Financial highlights
- Sales in Euro decreased by 4%, while broadly stable in local currency (-0.3%). Türkiye and Africa recorded the strongest growth, with sales up 9% in Euro and 17% in local currency. Asia delivered a promising sales growth of 7% in local currency although this translated into a 2% decline in Euro. Europe & CIS and Latin America recorded a decrease in sales in both Euro and local currency.
- Adjusted gross margin decreased slightly by 10 bps year-over-year, with foreign exchange effects accounting for a negative impact of 100 bps. Excluding FX, a positive price/mix effect was offset by lower volumes.
- Adjusted EBITDA amounted to €0.5m, primarily impacted by lower sales, increased marketing expenses, compensation to the active community and higher distribution and infrastructure costs — driven by the new Group-managed distribution center. Administrative costs, however, continued to show a positive trend compared to the prior year.
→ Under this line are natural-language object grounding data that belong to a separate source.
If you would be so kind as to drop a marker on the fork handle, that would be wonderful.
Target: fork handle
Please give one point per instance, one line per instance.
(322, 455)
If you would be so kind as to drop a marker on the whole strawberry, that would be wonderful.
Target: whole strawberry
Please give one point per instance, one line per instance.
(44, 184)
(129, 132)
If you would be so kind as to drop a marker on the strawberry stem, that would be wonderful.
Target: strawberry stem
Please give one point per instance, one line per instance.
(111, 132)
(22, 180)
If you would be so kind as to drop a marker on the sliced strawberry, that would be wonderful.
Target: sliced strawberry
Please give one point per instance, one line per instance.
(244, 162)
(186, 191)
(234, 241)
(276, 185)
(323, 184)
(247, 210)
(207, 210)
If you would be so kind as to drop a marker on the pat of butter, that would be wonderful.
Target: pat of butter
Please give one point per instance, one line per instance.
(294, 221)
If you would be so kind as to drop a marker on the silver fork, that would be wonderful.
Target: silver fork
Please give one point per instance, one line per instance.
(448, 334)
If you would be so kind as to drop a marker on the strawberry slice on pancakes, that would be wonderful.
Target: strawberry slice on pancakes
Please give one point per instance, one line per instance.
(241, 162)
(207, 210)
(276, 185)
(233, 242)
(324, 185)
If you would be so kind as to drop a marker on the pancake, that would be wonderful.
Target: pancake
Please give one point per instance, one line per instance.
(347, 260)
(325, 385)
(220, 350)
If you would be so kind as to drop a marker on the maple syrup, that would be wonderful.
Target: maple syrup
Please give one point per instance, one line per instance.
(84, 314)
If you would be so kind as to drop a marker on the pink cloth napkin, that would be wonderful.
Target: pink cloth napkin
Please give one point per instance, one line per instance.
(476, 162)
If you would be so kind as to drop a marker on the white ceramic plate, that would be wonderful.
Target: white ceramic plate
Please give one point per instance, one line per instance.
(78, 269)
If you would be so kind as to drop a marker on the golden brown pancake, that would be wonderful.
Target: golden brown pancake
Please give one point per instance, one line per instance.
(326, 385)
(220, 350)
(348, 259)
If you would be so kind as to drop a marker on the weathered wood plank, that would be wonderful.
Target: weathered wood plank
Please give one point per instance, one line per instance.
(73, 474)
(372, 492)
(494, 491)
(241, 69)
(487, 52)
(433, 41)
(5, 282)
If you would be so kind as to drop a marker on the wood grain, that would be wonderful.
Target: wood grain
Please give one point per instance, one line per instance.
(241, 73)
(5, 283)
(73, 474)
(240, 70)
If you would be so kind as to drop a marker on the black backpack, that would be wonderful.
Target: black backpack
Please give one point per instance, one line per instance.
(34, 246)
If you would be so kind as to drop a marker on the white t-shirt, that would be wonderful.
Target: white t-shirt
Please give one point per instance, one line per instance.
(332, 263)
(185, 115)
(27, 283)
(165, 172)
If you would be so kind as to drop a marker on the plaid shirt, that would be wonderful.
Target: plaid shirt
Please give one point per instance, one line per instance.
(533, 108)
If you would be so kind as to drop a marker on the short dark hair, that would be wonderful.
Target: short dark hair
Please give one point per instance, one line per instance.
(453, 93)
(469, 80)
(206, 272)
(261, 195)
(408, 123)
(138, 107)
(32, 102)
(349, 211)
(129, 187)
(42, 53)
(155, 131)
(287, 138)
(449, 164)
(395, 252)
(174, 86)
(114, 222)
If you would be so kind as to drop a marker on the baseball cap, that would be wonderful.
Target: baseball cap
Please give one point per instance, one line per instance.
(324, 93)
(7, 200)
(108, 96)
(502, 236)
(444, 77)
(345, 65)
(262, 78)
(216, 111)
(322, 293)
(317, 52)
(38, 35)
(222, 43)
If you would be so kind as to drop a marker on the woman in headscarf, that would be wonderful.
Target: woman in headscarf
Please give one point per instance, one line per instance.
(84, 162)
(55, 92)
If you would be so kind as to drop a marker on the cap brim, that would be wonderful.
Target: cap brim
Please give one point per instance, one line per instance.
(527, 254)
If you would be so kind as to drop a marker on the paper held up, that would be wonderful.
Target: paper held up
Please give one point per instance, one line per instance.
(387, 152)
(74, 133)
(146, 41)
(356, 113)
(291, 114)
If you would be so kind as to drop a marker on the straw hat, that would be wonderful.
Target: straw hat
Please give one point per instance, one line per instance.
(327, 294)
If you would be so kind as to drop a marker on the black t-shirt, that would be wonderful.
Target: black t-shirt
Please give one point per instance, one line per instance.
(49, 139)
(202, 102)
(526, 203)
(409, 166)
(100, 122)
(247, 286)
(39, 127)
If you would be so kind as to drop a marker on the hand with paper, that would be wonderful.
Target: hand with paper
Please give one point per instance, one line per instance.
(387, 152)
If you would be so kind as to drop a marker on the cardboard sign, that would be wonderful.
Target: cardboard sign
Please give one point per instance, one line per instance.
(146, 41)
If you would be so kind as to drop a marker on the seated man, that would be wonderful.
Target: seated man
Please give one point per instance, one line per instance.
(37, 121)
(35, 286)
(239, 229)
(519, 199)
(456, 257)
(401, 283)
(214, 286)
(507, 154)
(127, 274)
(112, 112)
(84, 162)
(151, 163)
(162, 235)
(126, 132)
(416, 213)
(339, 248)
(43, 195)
- Adjusted cash flow before financing activities was €-14.0m for the quarter versus €-13.0m in the same quarter last year, where the reduction was mainly attributable to lower adjusted EBITDA, while the negative impact from working capital was less marked than in the prior year.
Significant events during and after the quarter
- On 3 November 2025, the Group successfully concluded discussions with its creditors and shareholders, resulting in the signing of a lock-up agreement outlining the final terms of the recapitalisation. This agreement represents a significant milestone in strengthening the Group’s financial position. Once implemented, the transaction will provide the necessary stability and flexibility to support the completion of its ongoing operational turnaround. The recapitalisation terms ensure that the Group is well positioned to execute its strategic initiatives and drive long-term sustainable growth. Additional details regarding the agreed terms for the recapitalisation agreement are available in a separate press release published on 4 November 2025 on the Oriflame investors website.
- Although the Company is facing uncertainties as to its ability to continue as a going concern due to the Company’s challenging results during the past couple of years and liquidity, management believes that such uncertainties will be addressed by the recapitalisation and by the measures taken to drive positive business performance. Refer to note 2 in the unaudited condensed consolidated financial statements for more information on going concern.
“Adjusted” figures exclude non-recurring and purchase price allocation (PPA) related items. For additional information refer to the condensed consolidated income statements in the full Interim Management Statement 1 January – 30 September 2025.
Other
The company will not be hosting a conference call this quarter. The report in full together with a presentation of the third quarter results are available on Oriflame’s investor website: https://corporate.oriflame.com/investors/financial-reports/
The full report has not been audited by the company’s auditors.